Libreville, le 7 novembre 2025 – Le paradoxe gabonais continue de s’afficher avec éclat : alors que les indicateurs de pauvreté demeurent préoccupants, les concessionnaires automobiles, notamment Toyota, enregistrent des records de ventes.
Selon les données récentes du secteur, le Gabon figure désormais parmi les meilleurs clients de Toyota en Afrique, une performance économique qui contraste violemment avec le quotidien de millions de citoyens vivant sous le seuil de pauvreté.
Dans les artères de Libreville, Port-Gentil ou Franceville, les nouveaux modèles de Toyota, Hilux, Land Cruiser, Prado ou encore Fortuner, se multiplient. Véhicules robustes, fiables et adaptés aux routes parfois capricieuses du pays, ils sont devenus le symbole d’un certain statut social.
Les concessionnaires, eux, parlent de “succès commercial exceptionnel”. Les ventes progressent d’année en année, tirées par une clientèle composée de hauts fonctionnaires, d’entrepreneurs, de cadres du secteur pétrolier, et d’institutions publiques.
“Le marché gabonais est l’un des plus dynamiques pour Toyota en Afrique centrale”, confie un responsable de Toyota à Libreville. “La demande reste soutenue, notamment pour les 4×4 et SUV.”

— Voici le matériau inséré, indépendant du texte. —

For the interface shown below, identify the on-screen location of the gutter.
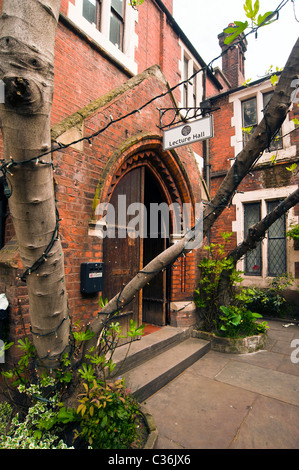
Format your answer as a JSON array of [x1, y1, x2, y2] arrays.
[[153, 0, 223, 90]]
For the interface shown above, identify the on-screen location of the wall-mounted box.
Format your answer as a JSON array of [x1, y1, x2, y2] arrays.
[[81, 263, 104, 294]]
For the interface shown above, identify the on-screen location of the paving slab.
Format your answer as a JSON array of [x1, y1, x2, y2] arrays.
[[215, 361, 299, 406], [230, 396, 299, 449], [142, 321, 299, 450], [145, 368, 256, 449]]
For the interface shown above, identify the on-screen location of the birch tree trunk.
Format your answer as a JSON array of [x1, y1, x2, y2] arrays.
[[0, 0, 69, 368]]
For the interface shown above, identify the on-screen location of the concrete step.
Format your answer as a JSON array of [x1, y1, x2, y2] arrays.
[[122, 338, 210, 402], [113, 325, 192, 377]]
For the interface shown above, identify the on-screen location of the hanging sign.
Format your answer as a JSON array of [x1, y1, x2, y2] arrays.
[[163, 116, 213, 150]]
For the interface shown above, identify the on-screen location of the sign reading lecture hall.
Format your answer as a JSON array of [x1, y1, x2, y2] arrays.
[[163, 116, 213, 150]]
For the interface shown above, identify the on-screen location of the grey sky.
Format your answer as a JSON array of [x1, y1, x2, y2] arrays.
[[173, 0, 299, 80]]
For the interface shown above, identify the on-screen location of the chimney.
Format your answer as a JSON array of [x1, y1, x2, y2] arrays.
[[218, 24, 247, 88]]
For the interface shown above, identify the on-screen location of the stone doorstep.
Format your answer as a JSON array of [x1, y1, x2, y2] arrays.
[[123, 338, 210, 402], [192, 330, 267, 354], [113, 326, 193, 377]]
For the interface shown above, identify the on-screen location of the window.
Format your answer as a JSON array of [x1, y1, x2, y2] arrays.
[[244, 202, 262, 276], [242, 97, 257, 145], [82, 0, 101, 29], [244, 200, 287, 277], [263, 91, 282, 151], [242, 91, 282, 151], [110, 0, 124, 49], [267, 201, 287, 277]]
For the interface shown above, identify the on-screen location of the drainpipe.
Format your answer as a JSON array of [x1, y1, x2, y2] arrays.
[[202, 69, 210, 192]]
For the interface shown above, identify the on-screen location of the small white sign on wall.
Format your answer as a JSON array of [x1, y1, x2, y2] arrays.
[[163, 116, 214, 150]]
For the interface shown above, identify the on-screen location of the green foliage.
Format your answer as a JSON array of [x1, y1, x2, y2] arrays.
[[194, 233, 242, 331], [219, 305, 267, 338], [0, 378, 68, 449], [194, 233, 267, 338], [224, 0, 276, 44], [244, 274, 294, 318], [0, 312, 144, 449], [286, 224, 299, 240], [69, 378, 139, 449], [130, 0, 144, 8]]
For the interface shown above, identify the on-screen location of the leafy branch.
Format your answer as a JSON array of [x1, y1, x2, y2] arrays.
[[224, 0, 278, 44]]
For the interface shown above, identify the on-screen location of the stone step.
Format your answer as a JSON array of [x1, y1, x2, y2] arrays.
[[113, 325, 192, 377], [122, 338, 211, 402]]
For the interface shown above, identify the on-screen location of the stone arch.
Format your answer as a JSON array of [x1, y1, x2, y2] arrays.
[[92, 134, 195, 221]]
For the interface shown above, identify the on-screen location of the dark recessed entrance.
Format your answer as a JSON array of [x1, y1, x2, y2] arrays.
[[103, 165, 170, 330]]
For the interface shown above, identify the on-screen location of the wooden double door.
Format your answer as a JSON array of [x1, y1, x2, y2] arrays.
[[103, 165, 170, 331]]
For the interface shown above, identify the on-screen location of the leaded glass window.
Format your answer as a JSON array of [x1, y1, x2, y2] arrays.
[[263, 91, 282, 152], [82, 0, 101, 29], [242, 97, 257, 145], [267, 200, 287, 277], [109, 0, 124, 49], [244, 202, 262, 276]]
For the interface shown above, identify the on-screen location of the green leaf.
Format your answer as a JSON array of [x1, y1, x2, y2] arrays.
[[286, 163, 297, 171], [224, 21, 248, 44], [257, 11, 277, 27], [270, 75, 278, 86], [244, 0, 260, 21]]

Mais pendant que les moteurs ronronnent dans les quartiers huppés, la majorité des Gabonais peine à faire le plein d’un bidon d’essence.
Malgré ses richesses naturelles, pétrole, gaz, bois, manganèse, le pays peine à traduire sa manne économique en bien-être collectif. D’après les estimations de la Banque mondiale, près de 30 % des Gabonais vivent avec moins de 1 000 francs CFA par jour, et le chômage des jeunes atteint des niveaux alarmants.
Les infrastructures publiques se détériorent, les écoles manquent de moyens, les hôpitaux de matériel, et les quartiers populaires d’eau potable.
Ce contraste fait grincer les dents : comment expliquer qu’un pays si riche en ressources soit aussi pauvre en équité ?
Les économistes parlent d’un modèle de développement tourné vers la rente : une économie dominée par l’État, dépendante des exportations de matières premières, et où la consommation de luxe devient le miroir déformant d’un progrès inégalement partagé.
“L’explosion des ventes de Toyota illustre surtout la concentration des richesses entre les mains d’une élite restreinte”, estime un analyste économique indépendant. “Ce n’est pas le signe d’une économie dynamique, mais celui d’un pays où la dépense publique et les privilèges nourrissent la consommation ostentatoire.”
En clair, le moteur tourne, mais le carburant de la croissance ne profite pas à tous.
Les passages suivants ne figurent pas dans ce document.